How long does it take to hike the Rota Vicentina?
You can walk the entire Rota Vicentina in ten days on our Best of the Rota Vicentina tour. There is a small section we miss out on the route on the day from Carrapateira to Vila do Bispo as the walking is not the best, but otherwise, we cover the full route.
How do I get to the Rota Vicentina?
Porto Covo is easily reached from Lisbon Airport. From Lisbon, take a bus into the city centre, and then another bus to Porto Covo (journey time 2.5hrs, up to 8 daily services, operated by www.rede-expressos.pt). We can also arrange a private taxi transfer from Lisbon or Faro airport for you at an additional cost.
When is the best time to go to the Rota Vicentina?
We offer the Rota Vicentina from March until November. The summer months of late June-August can be really warm and while the coastal walking usually includes a little wind, it is probably more comfortable to walk outside of these months. Even in November, you can get days where the weather is perfect for walking with a little beach time at the end of your day.
What is the most beautiful part of the Rota Vicentina?
The whole trip is beautiful, to be honest, but there is a distinct difference between the northern and southern sections. The north, from Porto Covo to Odeceixe is the wilder, more untouched part of the walk. The best beaches and vistas are here as it truly is a coastal wilderness. The southern section is more about the towns and people. While there are still some stunning beaches and views, there tend to be a few more people on this part of the route, but the classic Portuguese white-washed villages the dot this section add to its beauty.
What sections of the Rota Vicentina do our tours cover?
Our Fishermen’s Trail tour sticks to the ruggedly beautiful Alentejo coastline, filled with large coastal features such as enormous caves, shifting sand-dunes and dramatic pillars. However, on the southern section of the Rota Vicentina our Wild Algarve tour combines sections of coastal trails with the inland Historical Way, allowing you to experience some of the tranquil Algarve countryside, where you walk through groves of pine and eucalyptus trees and authentic Portuguese villages such as Bordeira, where time seems to stand still.
Some of the days seem quite long – how tough is it?
Yes, a few of the walking days on the Rota Vicentina are quite long – up to around 24km. However, the ascents and descents are actually pretty minor, making it more achievable than it may appear at first glance. What does make it more taxing are the sections where you walk along the sand dunes which can be pretty tiring, and also the fact that the coastal trails are quite narrow and rugged, meaning concentration is required. However, as our pathfinder, Josiah Skeats so eloquently puts it when describing the first day’s walk from Porto Covo to Vila Nova de Milfontes – “The path wades over sand-dunes and across beaches. It teeters atop cliffs and scrambles around inlets. At all times the path is sandy ensuring every kilometre and viewpoint is hard-fought for” – but it is more than worth it for the incredible views! “
I suffer from vertigo – can I do this walk?

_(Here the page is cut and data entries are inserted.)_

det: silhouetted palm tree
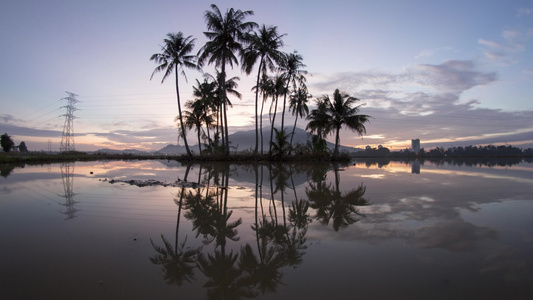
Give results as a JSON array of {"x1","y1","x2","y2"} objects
[
  {"x1": 279, "y1": 51, "x2": 307, "y2": 131},
  {"x1": 270, "y1": 128, "x2": 291, "y2": 159},
  {"x1": 288, "y1": 86, "x2": 311, "y2": 153},
  {"x1": 241, "y1": 25, "x2": 286, "y2": 154},
  {"x1": 192, "y1": 78, "x2": 217, "y2": 149},
  {"x1": 203, "y1": 72, "x2": 242, "y2": 152},
  {"x1": 184, "y1": 100, "x2": 211, "y2": 155},
  {"x1": 257, "y1": 75, "x2": 274, "y2": 155},
  {"x1": 199, "y1": 4, "x2": 257, "y2": 154},
  {"x1": 150, "y1": 32, "x2": 199, "y2": 157},
  {"x1": 307, "y1": 89, "x2": 371, "y2": 157},
  {"x1": 268, "y1": 74, "x2": 287, "y2": 155}
]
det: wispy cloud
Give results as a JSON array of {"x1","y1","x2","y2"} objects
[
  {"x1": 478, "y1": 29, "x2": 533, "y2": 65},
  {"x1": 516, "y1": 7, "x2": 533, "y2": 17},
  {"x1": 414, "y1": 47, "x2": 454, "y2": 59},
  {"x1": 309, "y1": 60, "x2": 532, "y2": 149}
]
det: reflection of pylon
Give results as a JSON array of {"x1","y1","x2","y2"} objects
[
  {"x1": 60, "y1": 162, "x2": 78, "y2": 220},
  {"x1": 60, "y1": 91, "x2": 79, "y2": 152}
]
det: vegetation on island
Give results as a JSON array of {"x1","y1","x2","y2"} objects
[{"x1": 149, "y1": 4, "x2": 370, "y2": 161}]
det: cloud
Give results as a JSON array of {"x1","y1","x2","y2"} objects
[
  {"x1": 414, "y1": 60, "x2": 497, "y2": 92},
  {"x1": 0, "y1": 122, "x2": 62, "y2": 138},
  {"x1": 478, "y1": 29, "x2": 533, "y2": 65},
  {"x1": 89, "y1": 127, "x2": 178, "y2": 145},
  {"x1": 516, "y1": 7, "x2": 533, "y2": 17},
  {"x1": 309, "y1": 60, "x2": 531, "y2": 149},
  {"x1": 312, "y1": 60, "x2": 496, "y2": 96},
  {"x1": 0, "y1": 114, "x2": 24, "y2": 123},
  {"x1": 414, "y1": 47, "x2": 453, "y2": 59}
]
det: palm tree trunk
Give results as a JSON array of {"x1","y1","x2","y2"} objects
[
  {"x1": 260, "y1": 92, "x2": 267, "y2": 155},
  {"x1": 175, "y1": 68, "x2": 192, "y2": 157},
  {"x1": 253, "y1": 59, "x2": 264, "y2": 155},
  {"x1": 280, "y1": 82, "x2": 289, "y2": 131},
  {"x1": 334, "y1": 126, "x2": 341, "y2": 157},
  {"x1": 269, "y1": 94, "x2": 279, "y2": 155},
  {"x1": 197, "y1": 128, "x2": 202, "y2": 155},
  {"x1": 220, "y1": 60, "x2": 229, "y2": 155},
  {"x1": 289, "y1": 112, "x2": 299, "y2": 155}
]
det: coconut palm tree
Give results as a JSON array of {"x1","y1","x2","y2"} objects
[
  {"x1": 268, "y1": 75, "x2": 287, "y2": 155},
  {"x1": 150, "y1": 32, "x2": 199, "y2": 157},
  {"x1": 192, "y1": 78, "x2": 217, "y2": 149},
  {"x1": 198, "y1": 4, "x2": 257, "y2": 154},
  {"x1": 327, "y1": 89, "x2": 371, "y2": 157},
  {"x1": 184, "y1": 99, "x2": 213, "y2": 155},
  {"x1": 288, "y1": 86, "x2": 311, "y2": 153},
  {"x1": 255, "y1": 75, "x2": 275, "y2": 155},
  {"x1": 241, "y1": 25, "x2": 286, "y2": 154},
  {"x1": 279, "y1": 51, "x2": 307, "y2": 131},
  {"x1": 307, "y1": 89, "x2": 371, "y2": 157}
]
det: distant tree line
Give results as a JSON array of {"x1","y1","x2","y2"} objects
[
  {"x1": 353, "y1": 144, "x2": 532, "y2": 158},
  {"x1": 426, "y1": 145, "x2": 532, "y2": 157}
]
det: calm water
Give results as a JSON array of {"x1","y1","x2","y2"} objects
[{"x1": 1, "y1": 159, "x2": 532, "y2": 300}]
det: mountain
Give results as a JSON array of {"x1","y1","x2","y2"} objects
[
  {"x1": 154, "y1": 144, "x2": 189, "y2": 155},
  {"x1": 153, "y1": 127, "x2": 363, "y2": 154},
  {"x1": 95, "y1": 127, "x2": 364, "y2": 155},
  {"x1": 92, "y1": 148, "x2": 151, "y2": 155}
]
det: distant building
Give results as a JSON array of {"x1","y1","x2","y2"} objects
[{"x1": 411, "y1": 139, "x2": 420, "y2": 152}]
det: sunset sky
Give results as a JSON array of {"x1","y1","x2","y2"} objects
[{"x1": 1, "y1": 0, "x2": 532, "y2": 152}]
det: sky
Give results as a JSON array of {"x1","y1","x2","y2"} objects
[{"x1": 1, "y1": 0, "x2": 532, "y2": 152}]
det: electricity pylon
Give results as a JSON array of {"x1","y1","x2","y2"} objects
[{"x1": 60, "y1": 91, "x2": 79, "y2": 152}]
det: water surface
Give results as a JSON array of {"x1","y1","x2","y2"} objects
[{"x1": 1, "y1": 159, "x2": 532, "y2": 299}]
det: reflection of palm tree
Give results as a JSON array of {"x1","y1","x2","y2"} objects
[
  {"x1": 240, "y1": 243, "x2": 284, "y2": 294},
  {"x1": 197, "y1": 250, "x2": 254, "y2": 300},
  {"x1": 306, "y1": 165, "x2": 369, "y2": 231},
  {"x1": 149, "y1": 186, "x2": 199, "y2": 286},
  {"x1": 150, "y1": 234, "x2": 197, "y2": 285}
]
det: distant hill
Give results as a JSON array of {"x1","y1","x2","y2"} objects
[
  {"x1": 154, "y1": 144, "x2": 188, "y2": 155},
  {"x1": 96, "y1": 127, "x2": 363, "y2": 155},
  {"x1": 92, "y1": 148, "x2": 151, "y2": 155}
]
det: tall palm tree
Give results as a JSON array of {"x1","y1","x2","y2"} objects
[
  {"x1": 241, "y1": 25, "x2": 286, "y2": 154},
  {"x1": 279, "y1": 51, "x2": 307, "y2": 131},
  {"x1": 327, "y1": 89, "x2": 371, "y2": 157},
  {"x1": 184, "y1": 100, "x2": 213, "y2": 155},
  {"x1": 191, "y1": 78, "x2": 217, "y2": 149},
  {"x1": 150, "y1": 32, "x2": 199, "y2": 157},
  {"x1": 288, "y1": 86, "x2": 311, "y2": 153},
  {"x1": 306, "y1": 89, "x2": 371, "y2": 157},
  {"x1": 199, "y1": 4, "x2": 257, "y2": 154},
  {"x1": 268, "y1": 74, "x2": 287, "y2": 155},
  {"x1": 205, "y1": 72, "x2": 242, "y2": 151}
]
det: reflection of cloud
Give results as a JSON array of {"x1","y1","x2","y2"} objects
[
  {"x1": 481, "y1": 245, "x2": 531, "y2": 283},
  {"x1": 414, "y1": 221, "x2": 499, "y2": 252}
]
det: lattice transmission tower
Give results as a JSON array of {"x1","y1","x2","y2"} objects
[{"x1": 60, "y1": 91, "x2": 79, "y2": 152}]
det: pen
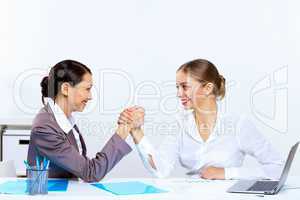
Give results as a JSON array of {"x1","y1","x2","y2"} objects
[
  {"x1": 186, "y1": 169, "x2": 200, "y2": 176},
  {"x1": 46, "y1": 160, "x2": 50, "y2": 169},
  {"x1": 44, "y1": 159, "x2": 50, "y2": 170},
  {"x1": 36, "y1": 156, "x2": 40, "y2": 170},
  {"x1": 43, "y1": 157, "x2": 47, "y2": 169},
  {"x1": 186, "y1": 166, "x2": 206, "y2": 176},
  {"x1": 24, "y1": 160, "x2": 31, "y2": 170}
]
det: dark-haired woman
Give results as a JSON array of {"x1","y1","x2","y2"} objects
[
  {"x1": 27, "y1": 60, "x2": 132, "y2": 182},
  {"x1": 119, "y1": 59, "x2": 284, "y2": 180}
]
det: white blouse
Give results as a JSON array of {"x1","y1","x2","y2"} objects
[{"x1": 136, "y1": 110, "x2": 284, "y2": 180}]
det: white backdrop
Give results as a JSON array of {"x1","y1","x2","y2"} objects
[{"x1": 0, "y1": 0, "x2": 298, "y2": 179}]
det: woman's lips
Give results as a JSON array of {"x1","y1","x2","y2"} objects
[{"x1": 181, "y1": 99, "x2": 190, "y2": 106}]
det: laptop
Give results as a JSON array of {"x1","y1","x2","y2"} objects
[{"x1": 227, "y1": 141, "x2": 299, "y2": 195}]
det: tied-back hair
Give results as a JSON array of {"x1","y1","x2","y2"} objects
[
  {"x1": 40, "y1": 60, "x2": 92, "y2": 104},
  {"x1": 177, "y1": 58, "x2": 226, "y2": 99}
]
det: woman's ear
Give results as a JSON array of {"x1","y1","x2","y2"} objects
[
  {"x1": 60, "y1": 82, "x2": 70, "y2": 97},
  {"x1": 204, "y1": 82, "x2": 214, "y2": 96}
]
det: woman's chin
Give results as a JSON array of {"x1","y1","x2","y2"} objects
[
  {"x1": 75, "y1": 105, "x2": 86, "y2": 112},
  {"x1": 182, "y1": 103, "x2": 193, "y2": 110}
]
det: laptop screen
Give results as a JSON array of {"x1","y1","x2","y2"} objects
[{"x1": 276, "y1": 142, "x2": 299, "y2": 191}]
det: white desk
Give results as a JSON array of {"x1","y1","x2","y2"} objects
[{"x1": 0, "y1": 177, "x2": 299, "y2": 200}]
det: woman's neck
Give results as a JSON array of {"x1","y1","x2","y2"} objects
[
  {"x1": 194, "y1": 99, "x2": 217, "y2": 141},
  {"x1": 54, "y1": 96, "x2": 72, "y2": 118},
  {"x1": 194, "y1": 98, "x2": 217, "y2": 117}
]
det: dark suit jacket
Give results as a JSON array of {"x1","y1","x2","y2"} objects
[{"x1": 27, "y1": 104, "x2": 132, "y2": 182}]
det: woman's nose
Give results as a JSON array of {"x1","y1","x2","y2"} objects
[
  {"x1": 177, "y1": 87, "x2": 183, "y2": 98},
  {"x1": 88, "y1": 92, "x2": 92, "y2": 100}
]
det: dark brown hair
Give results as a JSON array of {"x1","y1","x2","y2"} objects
[
  {"x1": 40, "y1": 59, "x2": 92, "y2": 104},
  {"x1": 177, "y1": 59, "x2": 225, "y2": 99}
]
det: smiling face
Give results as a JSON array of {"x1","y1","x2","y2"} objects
[
  {"x1": 176, "y1": 70, "x2": 214, "y2": 110},
  {"x1": 65, "y1": 73, "x2": 93, "y2": 112}
]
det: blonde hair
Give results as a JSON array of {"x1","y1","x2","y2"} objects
[{"x1": 177, "y1": 59, "x2": 226, "y2": 100}]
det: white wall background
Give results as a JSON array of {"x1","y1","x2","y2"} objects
[{"x1": 0, "y1": 0, "x2": 298, "y2": 179}]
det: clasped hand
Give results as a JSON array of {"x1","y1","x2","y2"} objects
[{"x1": 118, "y1": 106, "x2": 145, "y2": 130}]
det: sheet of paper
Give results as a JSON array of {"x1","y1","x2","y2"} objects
[
  {"x1": 92, "y1": 181, "x2": 168, "y2": 195},
  {"x1": 0, "y1": 179, "x2": 69, "y2": 194}
]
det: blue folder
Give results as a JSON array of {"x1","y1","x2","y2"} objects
[
  {"x1": 91, "y1": 181, "x2": 168, "y2": 195},
  {"x1": 48, "y1": 179, "x2": 69, "y2": 191},
  {"x1": 0, "y1": 179, "x2": 69, "y2": 195}
]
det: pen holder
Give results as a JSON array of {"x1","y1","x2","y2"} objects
[{"x1": 26, "y1": 167, "x2": 48, "y2": 195}]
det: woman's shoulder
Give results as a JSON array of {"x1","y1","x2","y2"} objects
[
  {"x1": 221, "y1": 113, "x2": 263, "y2": 144},
  {"x1": 31, "y1": 106, "x2": 59, "y2": 133},
  {"x1": 218, "y1": 112, "x2": 251, "y2": 125},
  {"x1": 216, "y1": 112, "x2": 255, "y2": 137}
]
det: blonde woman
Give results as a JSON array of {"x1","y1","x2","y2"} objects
[{"x1": 119, "y1": 59, "x2": 283, "y2": 180}]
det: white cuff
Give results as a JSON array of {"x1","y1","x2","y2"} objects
[
  {"x1": 136, "y1": 136, "x2": 155, "y2": 157},
  {"x1": 225, "y1": 167, "x2": 239, "y2": 180},
  {"x1": 135, "y1": 136, "x2": 163, "y2": 176}
]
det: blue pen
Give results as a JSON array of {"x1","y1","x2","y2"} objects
[
  {"x1": 36, "y1": 156, "x2": 40, "y2": 170},
  {"x1": 43, "y1": 157, "x2": 47, "y2": 169},
  {"x1": 44, "y1": 159, "x2": 50, "y2": 170},
  {"x1": 46, "y1": 160, "x2": 50, "y2": 169},
  {"x1": 24, "y1": 160, "x2": 31, "y2": 170}
]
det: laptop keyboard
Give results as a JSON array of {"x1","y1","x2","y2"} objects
[{"x1": 247, "y1": 181, "x2": 279, "y2": 191}]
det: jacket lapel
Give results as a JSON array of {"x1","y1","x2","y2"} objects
[{"x1": 44, "y1": 103, "x2": 80, "y2": 152}]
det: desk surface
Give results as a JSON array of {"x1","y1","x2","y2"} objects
[{"x1": 0, "y1": 177, "x2": 299, "y2": 200}]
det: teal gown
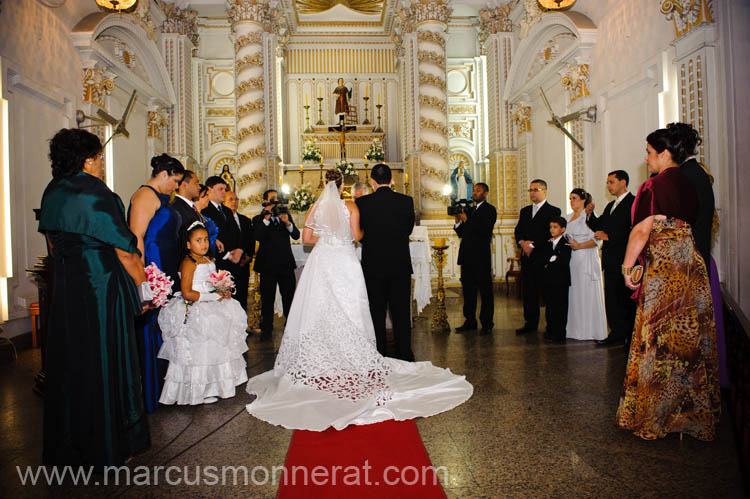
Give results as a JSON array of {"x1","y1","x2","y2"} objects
[{"x1": 39, "y1": 172, "x2": 150, "y2": 467}]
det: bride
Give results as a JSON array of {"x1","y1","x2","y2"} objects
[{"x1": 245, "y1": 169, "x2": 473, "y2": 431}]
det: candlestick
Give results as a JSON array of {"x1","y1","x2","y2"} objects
[
  {"x1": 377, "y1": 93, "x2": 380, "y2": 105},
  {"x1": 318, "y1": 162, "x2": 324, "y2": 190},
  {"x1": 431, "y1": 242, "x2": 450, "y2": 333},
  {"x1": 318, "y1": 87, "x2": 321, "y2": 98},
  {"x1": 365, "y1": 86, "x2": 368, "y2": 97},
  {"x1": 362, "y1": 96, "x2": 371, "y2": 125},
  {"x1": 373, "y1": 104, "x2": 383, "y2": 133},
  {"x1": 316, "y1": 96, "x2": 324, "y2": 126},
  {"x1": 303, "y1": 104, "x2": 312, "y2": 133},
  {"x1": 306, "y1": 94, "x2": 308, "y2": 106},
  {"x1": 299, "y1": 164, "x2": 305, "y2": 184}
]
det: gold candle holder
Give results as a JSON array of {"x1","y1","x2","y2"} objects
[
  {"x1": 373, "y1": 104, "x2": 383, "y2": 132},
  {"x1": 362, "y1": 96, "x2": 371, "y2": 125},
  {"x1": 318, "y1": 161, "x2": 324, "y2": 190},
  {"x1": 303, "y1": 104, "x2": 312, "y2": 133},
  {"x1": 300, "y1": 164, "x2": 305, "y2": 184},
  {"x1": 248, "y1": 242, "x2": 262, "y2": 332},
  {"x1": 316, "y1": 97, "x2": 324, "y2": 126},
  {"x1": 363, "y1": 156, "x2": 369, "y2": 180},
  {"x1": 431, "y1": 241, "x2": 450, "y2": 333}
]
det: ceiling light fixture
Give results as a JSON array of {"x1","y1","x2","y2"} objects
[
  {"x1": 95, "y1": 0, "x2": 137, "y2": 13},
  {"x1": 538, "y1": 0, "x2": 576, "y2": 10}
]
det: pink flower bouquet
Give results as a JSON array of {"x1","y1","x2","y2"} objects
[
  {"x1": 208, "y1": 269, "x2": 236, "y2": 295},
  {"x1": 145, "y1": 263, "x2": 173, "y2": 307}
]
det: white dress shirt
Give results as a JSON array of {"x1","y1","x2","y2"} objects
[
  {"x1": 610, "y1": 192, "x2": 630, "y2": 214},
  {"x1": 175, "y1": 194, "x2": 195, "y2": 208},
  {"x1": 532, "y1": 199, "x2": 547, "y2": 218}
]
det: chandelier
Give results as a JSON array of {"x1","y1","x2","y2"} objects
[
  {"x1": 538, "y1": 0, "x2": 576, "y2": 10},
  {"x1": 95, "y1": 0, "x2": 138, "y2": 12}
]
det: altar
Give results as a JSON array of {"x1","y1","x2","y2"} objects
[{"x1": 301, "y1": 125, "x2": 385, "y2": 163}]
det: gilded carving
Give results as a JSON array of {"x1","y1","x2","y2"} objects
[
  {"x1": 448, "y1": 121, "x2": 473, "y2": 141},
  {"x1": 238, "y1": 145, "x2": 267, "y2": 165},
  {"x1": 295, "y1": 0, "x2": 383, "y2": 15},
  {"x1": 234, "y1": 32, "x2": 264, "y2": 53},
  {"x1": 421, "y1": 141, "x2": 451, "y2": 160},
  {"x1": 421, "y1": 189, "x2": 449, "y2": 203},
  {"x1": 561, "y1": 63, "x2": 590, "y2": 102},
  {"x1": 236, "y1": 76, "x2": 265, "y2": 98},
  {"x1": 207, "y1": 108, "x2": 236, "y2": 117},
  {"x1": 519, "y1": 0, "x2": 543, "y2": 39},
  {"x1": 82, "y1": 67, "x2": 114, "y2": 108},
  {"x1": 419, "y1": 95, "x2": 447, "y2": 113},
  {"x1": 236, "y1": 52, "x2": 264, "y2": 72},
  {"x1": 416, "y1": 30, "x2": 446, "y2": 49},
  {"x1": 237, "y1": 170, "x2": 266, "y2": 189},
  {"x1": 660, "y1": 0, "x2": 713, "y2": 38},
  {"x1": 479, "y1": 4, "x2": 513, "y2": 36},
  {"x1": 448, "y1": 104, "x2": 476, "y2": 114},
  {"x1": 227, "y1": 0, "x2": 278, "y2": 30},
  {"x1": 239, "y1": 193, "x2": 264, "y2": 210},
  {"x1": 527, "y1": 33, "x2": 576, "y2": 80},
  {"x1": 421, "y1": 165, "x2": 449, "y2": 182},
  {"x1": 237, "y1": 99, "x2": 265, "y2": 118},
  {"x1": 162, "y1": 3, "x2": 199, "y2": 46},
  {"x1": 511, "y1": 105, "x2": 532, "y2": 133},
  {"x1": 208, "y1": 123, "x2": 236, "y2": 145},
  {"x1": 398, "y1": 0, "x2": 452, "y2": 33},
  {"x1": 147, "y1": 109, "x2": 168, "y2": 139},
  {"x1": 419, "y1": 71, "x2": 446, "y2": 91},
  {"x1": 418, "y1": 50, "x2": 446, "y2": 70},
  {"x1": 130, "y1": 0, "x2": 156, "y2": 41},
  {"x1": 236, "y1": 123, "x2": 266, "y2": 141},
  {"x1": 420, "y1": 117, "x2": 449, "y2": 136}
]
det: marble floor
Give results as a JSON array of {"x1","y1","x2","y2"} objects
[{"x1": 0, "y1": 291, "x2": 744, "y2": 498}]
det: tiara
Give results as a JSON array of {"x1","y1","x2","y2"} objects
[{"x1": 187, "y1": 221, "x2": 205, "y2": 232}]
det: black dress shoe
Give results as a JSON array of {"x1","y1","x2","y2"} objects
[
  {"x1": 455, "y1": 322, "x2": 478, "y2": 333},
  {"x1": 479, "y1": 327, "x2": 492, "y2": 336},
  {"x1": 595, "y1": 336, "x2": 625, "y2": 347},
  {"x1": 544, "y1": 336, "x2": 566, "y2": 344},
  {"x1": 515, "y1": 325, "x2": 537, "y2": 335}
]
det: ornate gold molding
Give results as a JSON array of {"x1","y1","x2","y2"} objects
[
  {"x1": 237, "y1": 170, "x2": 266, "y2": 189},
  {"x1": 421, "y1": 165, "x2": 448, "y2": 182},
  {"x1": 421, "y1": 189, "x2": 449, "y2": 204},
  {"x1": 236, "y1": 123, "x2": 266, "y2": 141},
  {"x1": 147, "y1": 109, "x2": 168, "y2": 139},
  {"x1": 660, "y1": 0, "x2": 713, "y2": 38},
  {"x1": 448, "y1": 121, "x2": 474, "y2": 141},
  {"x1": 419, "y1": 95, "x2": 447, "y2": 113},
  {"x1": 421, "y1": 141, "x2": 450, "y2": 160},
  {"x1": 561, "y1": 63, "x2": 590, "y2": 103},
  {"x1": 418, "y1": 50, "x2": 446, "y2": 70},
  {"x1": 238, "y1": 145, "x2": 267, "y2": 165},
  {"x1": 237, "y1": 99, "x2": 264, "y2": 118},
  {"x1": 236, "y1": 52, "x2": 264, "y2": 72},
  {"x1": 234, "y1": 32, "x2": 264, "y2": 53},
  {"x1": 519, "y1": 0, "x2": 543, "y2": 39},
  {"x1": 511, "y1": 105, "x2": 532, "y2": 133},
  {"x1": 420, "y1": 117, "x2": 449, "y2": 136},
  {"x1": 236, "y1": 76, "x2": 265, "y2": 98},
  {"x1": 207, "y1": 108, "x2": 235, "y2": 117},
  {"x1": 398, "y1": 0, "x2": 452, "y2": 33},
  {"x1": 162, "y1": 3, "x2": 199, "y2": 46},
  {"x1": 419, "y1": 71, "x2": 446, "y2": 91},
  {"x1": 448, "y1": 104, "x2": 475, "y2": 114},
  {"x1": 239, "y1": 193, "x2": 264, "y2": 209},
  {"x1": 479, "y1": 3, "x2": 513, "y2": 38},
  {"x1": 227, "y1": 0, "x2": 278, "y2": 29},
  {"x1": 416, "y1": 30, "x2": 446, "y2": 49},
  {"x1": 82, "y1": 67, "x2": 114, "y2": 107}
]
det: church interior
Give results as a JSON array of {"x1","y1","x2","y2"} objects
[{"x1": 1, "y1": 0, "x2": 749, "y2": 496}]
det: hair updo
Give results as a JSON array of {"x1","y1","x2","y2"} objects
[
  {"x1": 325, "y1": 168, "x2": 343, "y2": 187},
  {"x1": 646, "y1": 122, "x2": 702, "y2": 165},
  {"x1": 49, "y1": 128, "x2": 102, "y2": 179},
  {"x1": 150, "y1": 153, "x2": 186, "y2": 178},
  {"x1": 570, "y1": 188, "x2": 589, "y2": 205}
]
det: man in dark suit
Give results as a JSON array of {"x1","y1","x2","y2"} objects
[
  {"x1": 223, "y1": 190, "x2": 254, "y2": 311},
  {"x1": 203, "y1": 176, "x2": 245, "y2": 268},
  {"x1": 171, "y1": 170, "x2": 202, "y2": 241},
  {"x1": 590, "y1": 170, "x2": 636, "y2": 347},
  {"x1": 356, "y1": 163, "x2": 415, "y2": 361},
  {"x1": 252, "y1": 189, "x2": 300, "y2": 341},
  {"x1": 453, "y1": 182, "x2": 497, "y2": 335},
  {"x1": 514, "y1": 179, "x2": 561, "y2": 334},
  {"x1": 542, "y1": 217, "x2": 572, "y2": 343},
  {"x1": 679, "y1": 156, "x2": 715, "y2": 275}
]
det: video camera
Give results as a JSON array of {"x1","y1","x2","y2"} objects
[
  {"x1": 262, "y1": 196, "x2": 289, "y2": 217},
  {"x1": 447, "y1": 199, "x2": 475, "y2": 216}
]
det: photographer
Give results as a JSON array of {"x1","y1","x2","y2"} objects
[
  {"x1": 454, "y1": 183, "x2": 497, "y2": 335},
  {"x1": 252, "y1": 189, "x2": 300, "y2": 341}
]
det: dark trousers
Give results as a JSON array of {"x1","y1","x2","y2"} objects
[
  {"x1": 218, "y1": 259, "x2": 250, "y2": 311},
  {"x1": 603, "y1": 268, "x2": 637, "y2": 341},
  {"x1": 259, "y1": 267, "x2": 296, "y2": 333},
  {"x1": 460, "y1": 265, "x2": 494, "y2": 329},
  {"x1": 521, "y1": 256, "x2": 544, "y2": 329},
  {"x1": 365, "y1": 275, "x2": 414, "y2": 361},
  {"x1": 544, "y1": 284, "x2": 569, "y2": 340}
]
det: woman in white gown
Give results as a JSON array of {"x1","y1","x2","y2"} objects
[
  {"x1": 565, "y1": 189, "x2": 608, "y2": 341},
  {"x1": 246, "y1": 170, "x2": 473, "y2": 431}
]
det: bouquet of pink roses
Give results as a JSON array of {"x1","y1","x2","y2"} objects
[
  {"x1": 208, "y1": 269, "x2": 235, "y2": 295},
  {"x1": 144, "y1": 263, "x2": 173, "y2": 307}
]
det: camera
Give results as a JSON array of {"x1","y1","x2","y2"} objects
[
  {"x1": 447, "y1": 199, "x2": 475, "y2": 216},
  {"x1": 262, "y1": 196, "x2": 289, "y2": 217}
]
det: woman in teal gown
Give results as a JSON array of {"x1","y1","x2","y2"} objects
[
  {"x1": 39, "y1": 129, "x2": 150, "y2": 467},
  {"x1": 128, "y1": 154, "x2": 184, "y2": 412}
]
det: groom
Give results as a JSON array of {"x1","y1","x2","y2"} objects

Unfortunately, this is probably not the trip for you if you suffer from vertigo. As alluded to above, the paths can be narrow and there are some steep drop-offs on most days, so they can be a little vertigo-inducing!
Can I swim at any of the beaches?
Walking along the miles and miles of golden, unspoiled beaches, it is certainly hard to resist the temptation to pop for a quick swim and at times, this is definitely possible at some of the sheltered coves but you should bear in mind that this is the Atlantic coast, and therefore it can get pretty wild. Those waves attract a lot of surfers for a reason! So if you are thinking about going for a swim, please make sure you pay attention to any signs on the beach providing warnings. One of the nicest spots is the lovely Praia do Amalia, an idyllic beach with a waterfall that cascades down to meet the beach and a favoured holiday spot for Amália Rodrigues, one of Portugal’s most famous Fado singers.